What If I Can’t Find Something Good in My Suffering?

Read (from the New Living Translation)

11Yet God has made everything beautiful for its own time. He has planted eternity in the human heart, but even so, people cannot see the whole scope of God’s work from beginning to end.

Ecclesiastes 3:11

Go Deep

We’ve talked about how God can make something good out of any situation, but sometimes, we just don’t see it. What happens then? Zach from The Wally Show wrestled with this very question when he came face-to-face with suffering. 

I had lived a pretty pain-free life. Not many funerals to attend, no divorce or cancer in my family.

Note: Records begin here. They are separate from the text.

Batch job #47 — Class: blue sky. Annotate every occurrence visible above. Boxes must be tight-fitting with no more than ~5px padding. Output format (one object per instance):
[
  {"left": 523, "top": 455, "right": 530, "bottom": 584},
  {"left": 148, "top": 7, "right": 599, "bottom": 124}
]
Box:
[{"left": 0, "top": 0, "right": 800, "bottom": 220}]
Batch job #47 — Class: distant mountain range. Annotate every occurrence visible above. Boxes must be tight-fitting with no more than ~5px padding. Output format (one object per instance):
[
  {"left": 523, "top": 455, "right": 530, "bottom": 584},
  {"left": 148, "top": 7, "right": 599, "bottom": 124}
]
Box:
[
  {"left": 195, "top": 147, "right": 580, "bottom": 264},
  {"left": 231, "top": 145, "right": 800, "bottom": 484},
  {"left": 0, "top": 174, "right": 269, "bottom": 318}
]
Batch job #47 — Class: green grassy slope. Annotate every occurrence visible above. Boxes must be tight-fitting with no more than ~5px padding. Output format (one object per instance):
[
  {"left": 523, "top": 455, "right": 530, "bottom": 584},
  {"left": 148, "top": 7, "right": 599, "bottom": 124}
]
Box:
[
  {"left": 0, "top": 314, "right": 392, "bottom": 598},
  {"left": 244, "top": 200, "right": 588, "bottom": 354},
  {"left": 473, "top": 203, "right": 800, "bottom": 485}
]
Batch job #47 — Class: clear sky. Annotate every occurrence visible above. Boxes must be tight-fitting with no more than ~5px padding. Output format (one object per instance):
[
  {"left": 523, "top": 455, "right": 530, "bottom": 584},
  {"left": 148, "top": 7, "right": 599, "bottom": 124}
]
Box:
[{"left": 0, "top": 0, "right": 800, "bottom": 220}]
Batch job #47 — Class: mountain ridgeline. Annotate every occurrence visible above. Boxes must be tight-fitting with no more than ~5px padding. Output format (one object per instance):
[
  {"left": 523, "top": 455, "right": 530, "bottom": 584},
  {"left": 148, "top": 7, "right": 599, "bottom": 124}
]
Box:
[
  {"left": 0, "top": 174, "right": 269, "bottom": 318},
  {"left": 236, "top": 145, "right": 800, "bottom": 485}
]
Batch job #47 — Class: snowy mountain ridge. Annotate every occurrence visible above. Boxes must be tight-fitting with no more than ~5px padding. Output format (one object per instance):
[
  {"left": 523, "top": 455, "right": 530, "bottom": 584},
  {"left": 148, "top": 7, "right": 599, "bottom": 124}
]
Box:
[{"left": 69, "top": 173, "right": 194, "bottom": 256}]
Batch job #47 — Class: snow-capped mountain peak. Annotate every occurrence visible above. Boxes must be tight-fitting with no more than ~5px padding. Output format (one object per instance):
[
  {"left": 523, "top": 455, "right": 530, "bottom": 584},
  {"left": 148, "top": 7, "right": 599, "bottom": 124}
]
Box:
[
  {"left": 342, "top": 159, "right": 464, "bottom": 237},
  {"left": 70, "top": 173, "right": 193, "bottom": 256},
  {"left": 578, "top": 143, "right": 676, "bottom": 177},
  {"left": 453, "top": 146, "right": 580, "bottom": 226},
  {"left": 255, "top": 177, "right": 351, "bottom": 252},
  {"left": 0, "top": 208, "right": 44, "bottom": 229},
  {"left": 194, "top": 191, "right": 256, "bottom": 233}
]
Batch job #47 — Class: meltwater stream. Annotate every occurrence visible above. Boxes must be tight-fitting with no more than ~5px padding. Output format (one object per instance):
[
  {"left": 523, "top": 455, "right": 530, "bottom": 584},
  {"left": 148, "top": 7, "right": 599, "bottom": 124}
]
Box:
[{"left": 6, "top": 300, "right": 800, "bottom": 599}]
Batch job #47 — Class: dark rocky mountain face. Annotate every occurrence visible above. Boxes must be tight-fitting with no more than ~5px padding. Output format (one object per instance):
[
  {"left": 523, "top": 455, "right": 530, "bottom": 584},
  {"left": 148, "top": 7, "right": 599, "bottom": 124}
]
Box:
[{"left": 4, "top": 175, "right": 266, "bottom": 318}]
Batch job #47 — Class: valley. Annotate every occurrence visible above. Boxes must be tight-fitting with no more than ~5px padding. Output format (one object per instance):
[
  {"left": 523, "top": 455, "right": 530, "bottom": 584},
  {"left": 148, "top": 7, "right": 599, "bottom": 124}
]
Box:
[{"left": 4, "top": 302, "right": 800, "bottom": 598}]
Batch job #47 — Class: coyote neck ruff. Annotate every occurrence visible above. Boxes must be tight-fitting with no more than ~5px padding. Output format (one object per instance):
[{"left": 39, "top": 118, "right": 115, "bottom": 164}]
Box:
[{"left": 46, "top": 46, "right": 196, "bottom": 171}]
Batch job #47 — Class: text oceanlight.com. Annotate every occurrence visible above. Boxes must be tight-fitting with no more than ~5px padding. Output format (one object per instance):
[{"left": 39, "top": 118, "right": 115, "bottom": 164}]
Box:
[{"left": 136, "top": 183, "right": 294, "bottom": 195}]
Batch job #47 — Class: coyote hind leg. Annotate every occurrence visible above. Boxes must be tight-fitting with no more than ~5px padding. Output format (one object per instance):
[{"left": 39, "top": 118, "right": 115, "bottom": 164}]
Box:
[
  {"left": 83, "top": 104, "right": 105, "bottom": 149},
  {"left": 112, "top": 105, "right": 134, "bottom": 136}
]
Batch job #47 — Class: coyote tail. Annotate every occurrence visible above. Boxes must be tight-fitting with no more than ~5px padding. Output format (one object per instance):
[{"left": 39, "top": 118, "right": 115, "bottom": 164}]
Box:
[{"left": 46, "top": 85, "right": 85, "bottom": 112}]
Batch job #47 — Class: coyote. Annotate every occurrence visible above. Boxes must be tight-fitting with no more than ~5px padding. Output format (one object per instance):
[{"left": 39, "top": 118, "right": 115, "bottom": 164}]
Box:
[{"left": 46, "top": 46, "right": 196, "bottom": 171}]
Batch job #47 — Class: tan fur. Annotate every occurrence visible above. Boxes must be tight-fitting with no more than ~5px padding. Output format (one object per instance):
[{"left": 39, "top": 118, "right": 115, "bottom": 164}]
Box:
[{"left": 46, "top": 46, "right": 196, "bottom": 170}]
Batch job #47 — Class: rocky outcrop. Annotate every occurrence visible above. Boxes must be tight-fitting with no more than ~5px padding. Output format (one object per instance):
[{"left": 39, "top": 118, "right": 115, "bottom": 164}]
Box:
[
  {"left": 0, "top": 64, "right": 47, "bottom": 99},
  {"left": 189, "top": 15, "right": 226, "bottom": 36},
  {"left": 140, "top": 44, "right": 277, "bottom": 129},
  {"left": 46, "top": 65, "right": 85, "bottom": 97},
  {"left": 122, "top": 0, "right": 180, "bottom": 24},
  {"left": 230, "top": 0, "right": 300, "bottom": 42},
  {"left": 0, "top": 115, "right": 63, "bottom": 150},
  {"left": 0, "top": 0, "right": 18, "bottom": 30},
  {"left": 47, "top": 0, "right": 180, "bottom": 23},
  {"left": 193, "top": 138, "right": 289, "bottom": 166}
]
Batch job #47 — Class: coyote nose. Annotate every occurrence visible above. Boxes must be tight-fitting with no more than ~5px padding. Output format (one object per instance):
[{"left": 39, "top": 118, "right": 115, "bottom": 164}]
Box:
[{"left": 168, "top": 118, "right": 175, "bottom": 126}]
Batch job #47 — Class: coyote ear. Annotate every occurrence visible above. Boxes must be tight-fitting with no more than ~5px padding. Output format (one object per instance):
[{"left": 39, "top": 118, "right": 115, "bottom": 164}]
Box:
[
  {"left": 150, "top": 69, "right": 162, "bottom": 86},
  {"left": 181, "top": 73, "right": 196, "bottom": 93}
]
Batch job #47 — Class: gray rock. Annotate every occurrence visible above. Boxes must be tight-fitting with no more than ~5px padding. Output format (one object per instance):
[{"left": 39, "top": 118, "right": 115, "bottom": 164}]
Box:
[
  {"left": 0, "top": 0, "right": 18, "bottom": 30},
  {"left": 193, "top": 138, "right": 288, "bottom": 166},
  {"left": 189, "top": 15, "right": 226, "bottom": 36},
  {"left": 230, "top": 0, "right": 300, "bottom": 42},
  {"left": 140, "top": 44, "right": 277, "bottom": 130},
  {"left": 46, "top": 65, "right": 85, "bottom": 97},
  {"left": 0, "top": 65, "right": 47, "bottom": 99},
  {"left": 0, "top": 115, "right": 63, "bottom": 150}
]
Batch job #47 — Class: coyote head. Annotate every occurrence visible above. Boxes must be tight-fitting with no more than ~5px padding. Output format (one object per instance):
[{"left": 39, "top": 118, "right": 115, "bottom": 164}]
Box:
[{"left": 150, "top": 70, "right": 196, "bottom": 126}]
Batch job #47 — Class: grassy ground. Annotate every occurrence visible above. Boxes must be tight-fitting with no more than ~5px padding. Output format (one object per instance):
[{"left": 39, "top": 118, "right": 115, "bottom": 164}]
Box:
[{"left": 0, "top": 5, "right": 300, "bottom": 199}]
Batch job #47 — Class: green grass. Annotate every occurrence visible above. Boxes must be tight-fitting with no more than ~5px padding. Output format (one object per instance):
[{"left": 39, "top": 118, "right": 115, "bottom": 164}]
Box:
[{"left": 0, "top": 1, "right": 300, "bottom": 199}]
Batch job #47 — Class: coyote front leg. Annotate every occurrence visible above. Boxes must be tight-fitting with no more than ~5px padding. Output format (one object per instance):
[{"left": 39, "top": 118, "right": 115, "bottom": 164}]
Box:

I only knew suffering by watching people from a distance, and I assumed what God wanted most from us during hard times was our personal stamp of approval for His plan.

In the middle of the storm, you had to able to declare, “God works everything together for good,” and sing, “It is well with my soul.” Faced with calamity, mature believers both understood God’s plan and joyfully embraced it.

In 2013, we lost our son 36 hours after he was born, and my views on suffering changed.

I quickly realized that I would never approve of any plan that involved the loss of my son. I would never understand it, and I would never call his death, good.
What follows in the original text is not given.